105. MiCroKiTS: A database of midbody, centrosome, kinetochore, telomere and spindle subcellular localization (Huang, et al., 2014).
106. Translocatome: A database of manually curated data set of 213 human translocating proteins with several translocation mechanism, local compartmentalized interactome and involvement in signalling pathways and disease development (Mendik, et al., 2019).
(12) Biological pathway
107. SignaLink: An integrated resource to analyze signaling pathway cross-talks, transcription factors, miRNAs and regulatory enzymes (Fazekas, et al., 2013).
108. Reactome: Provides molecular details of signal transduction, transport, DNA replication, metabolism, and other cellular processes as an ordered network of molecular transformations-an extended version of a classic metabolic map, in a single consistent data model (Fabregat, et al., 2018).
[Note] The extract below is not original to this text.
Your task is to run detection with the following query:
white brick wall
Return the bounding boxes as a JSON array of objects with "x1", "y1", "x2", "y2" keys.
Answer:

109. KEGG: A database resource for understanding high-level functions and utilities of the biological system, such as the cell, the organism and the ecosystem, from molecular-level information, especially large-scale molecular datasets generated by genome sequencing and other high-throughput experimental technologies (Kanehisa, et al., 2019).
110. PathBank: A comprehensive database of more than 110,000 annatated pathways of 10 model organisms (Wishart, et al., 2020).
(13) Domain annotation
111. InterPro: A database provides functional analysis of proteins by familiy classification and predicted domains (Mitchell, et al., 2019).
112. Pfam: A widely used database of protein families, containing 14,831 manually curated entries in the current release (Gebali, et al., 2019).
113. PIRSF: Reflects evolutionary relationships of full-length proteins and domains (Nikolskaya, et al., 2007).
114. PRINTS: A collection of diagnostic 'fingerprints' protein family integrated 2156 fingerprints, encoding 12 444 individual motifs (Attwood, et al., 2012).
115. PROSITE: Consists of documentation entries describing protein domains, families and functional sites, as well as associated patterns and profiles to identify them (Sigrist, et al., 2013).
(14) Physicochemical property
116. Compute pI/Mw: A tool for computing the theoretical pI and Mw of proteins (Wilkins, et al., 1999).
117. AAindex: A database of various indices for physicochemical and biochemical properties of amino acids and pairs of amino acids (Kawashima, et al., 2008).